06-06-2024 08:08 PM
Hello all,
I'm using a USB-6009 to read voltage signal from 3 sources. I have it reading 3 signals at the moment and writing data to a text file. When i plot the data in excel, i get 3 stepped plots attached below. I was expecting 3 linear plots with a positive slope not a stepped plot. I'm running a tensile test. My guess was it had to do with my sampling rate, number of samples read, and my wait time for the while loop, so i changed my sample clock parameters. My sampling rate was 1000, # of samples to read was 250. I changed both to 50 and 50 respectively, while leaving my wait time interval as 20ms (same as previous run). I then get the linear plots i predicted but then after a while the value drops off suddenly while the test is still running (pic2 below). Can anyone help me understand how to set the parameters appropriately for a 5 minute long test?

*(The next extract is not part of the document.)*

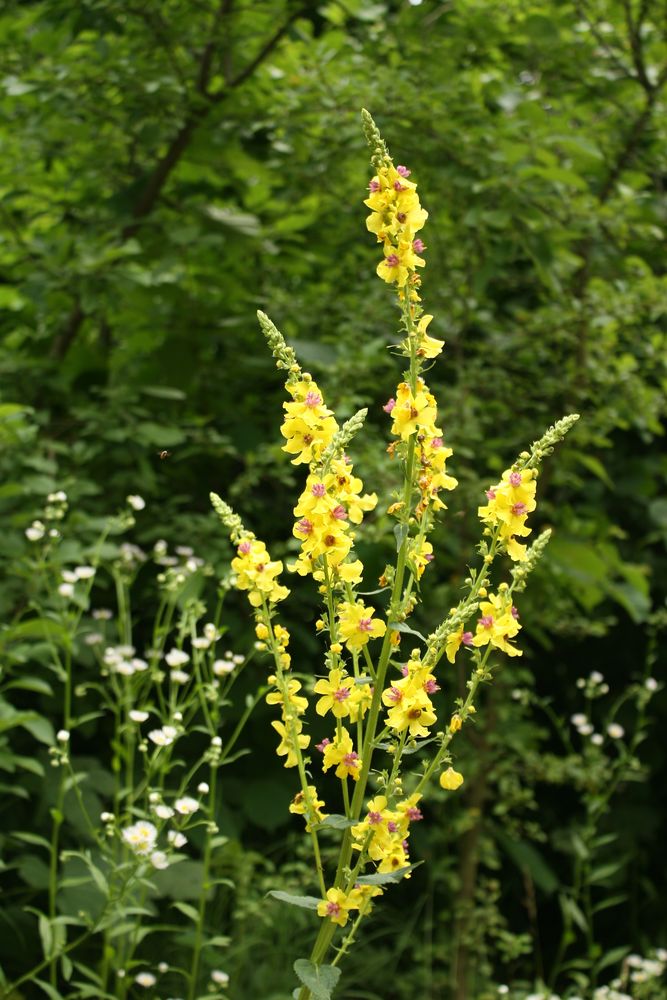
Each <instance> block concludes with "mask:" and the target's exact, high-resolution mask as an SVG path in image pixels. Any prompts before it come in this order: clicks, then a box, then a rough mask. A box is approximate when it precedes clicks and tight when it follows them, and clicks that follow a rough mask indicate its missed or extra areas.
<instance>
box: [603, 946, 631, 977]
mask: <svg viewBox="0 0 667 1000" xmlns="http://www.w3.org/2000/svg"><path fill="white" fill-rule="evenodd" d="M629 951H630V949H629V947H628V946H627V945H620V946H619V947H618V948H612V949H611V950H610V951H607V952H605V954H604V955H603V956H602V957H601V958H600V960H599V961H598V962H596V963H595V971H596V973H597V975H599V974H600V973H601V972H602V970H603V969H606V968H607V967H608V966H610V965H616V964H617V963H618V962H622V961H623V959H624V958H625V956H626V955H627V953H628V952H629Z"/></svg>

PS. I need the wait time set at 20ms, because i need to synchronize this data with another one. So, how do i set the sampling rate and # samples to continue to feed the right amount of data?
I have attached VI below.
Thanks
06-06-2024 08:57 PM
Several comments.
Bob Schor
06-06-2024 10:22 PM
Hi Bob,
Thanks for your reply. I've re-uploaded a 2019 file. No, I can't say I know about Producer/Consumer loops.
06-07-2024 01:18 AM
Hi femicu,
@femicsu wrote:
I'm using a USB-6009 to read voltage signal from 3 sources. I have it reading 3 signals at the moment and writing data to a text file. When i plot the data in excel, i get 3 stepped plots attached below. I was expecting 3 linear plots with a positive slope not a stepped plot. I'm running a tensile test. My guess was it had to do with my sampling rate, number of samples read, and my wait time for the while loop, so i changed my sample clock parameters. My sampling rate was 1000, # of samples to read was 250. I changed both to 50 and 50 respectively, while leaving my wait time interval as 20ms (same as previous run). I then get the linear plots i predicted but then after a while the value drops off suddenly while the test is still running (pic2 below). Can anyone help me understand how to set the parameters appropriately for a 5 minute long test?
Simple suggestion: Setup the DAQmx task as you do, but use the DAQmxRead in the "N channels N samples" mode and read waveforms!
06-07-2024 08:13 AM
Thanks for attaching your VI saved for LabVIEW 2019.
I largely agree with @GerdW, but have some additional "teaching" comments
I don't think you fully understand how DAQmx works, specifically the modes for A/D Clock setting. You (correctly) specified you wanted to sample at 50 Hz, and collect 50 samples at a time (so that the Analog A/D Read should fire once and return 50 (not 1) samples), but you also specified "Finite Samples" (because you didn't wire the Sample Mode input on the top left of the Sample Clock VI, right next to Sampling Rate).
A related "mis-understanding" is (as Gerd pointed out) you asked for only 1 sample in your A/D Read. This should be 1D Wfn NChan NSamp which will read and return all 50 samples you specified using "Continuous Sampling". Not only that, but while it is giving you those data, it is continuing to sample, so you don't miss any samples and you don't lose any time in getting the data from the A/D.
Suppose you do nothing else in this loop, just throw the data away, no plotting, no saving to disk. What will happen is once a second, the A/D will give you 50 more points until you stop the loop! The timing is all done by the DAQ hardware, which is much more accurate and precise than your PC's clock (which powers the LabVIEW "Wait" functions. So get rid of all of the timers (the DAQ hardware should always show a loop time of 20 ms).
I think you should be plotting your data on a Chart, not a Graph. Charts "scroll", so as points come in, the Chart moves to the left, showing the newer points on the right. New points come once/second, so if you wired the output of the A/D directly to a Chart, you should see N plots "jumping" every second as new data come in. A second should be more than enough time to "process" these data (and, after all, once the DAQ Read gives you a sample, it won't have anything else to do for another 0.9995 seconds, more or less).
But suppose you wanted to plot, not the data, but an Time-Spectrum of the data (or some complex function that would take occasionally more time to process). That's where the Producer/Consumer Design Pattern comes in. When you get the output from the DAQ Read (once/second), you "export it" from the Data Acquisition (a.k.a. "Producer") Loop via a Queue, or a Stream Channel Wire, and send it to a separate free-running Data Processing (a.k.a. "Consumer") loop that does the complex processing. For example, you might want to stream the data to disk, but might not want to open the disk file until you got the first batch of data. No problem -- as long as the writing of the data itself can be done in less than the 1 second between acquisitions, if it takes a little more time to open the disk files for writing, the data will be "stored" in the Queue or Stream Channel until the "writer" can write them all out.
One more thing I just noticed -- you are taking the Waveforms you get from the DAQmx Read and are adding an additional "Elapsed time" to each data point. This is unnecessary, inaccurate, and slow -- let the hardware do this for you, that's why NI designed the Waveform data structure to do.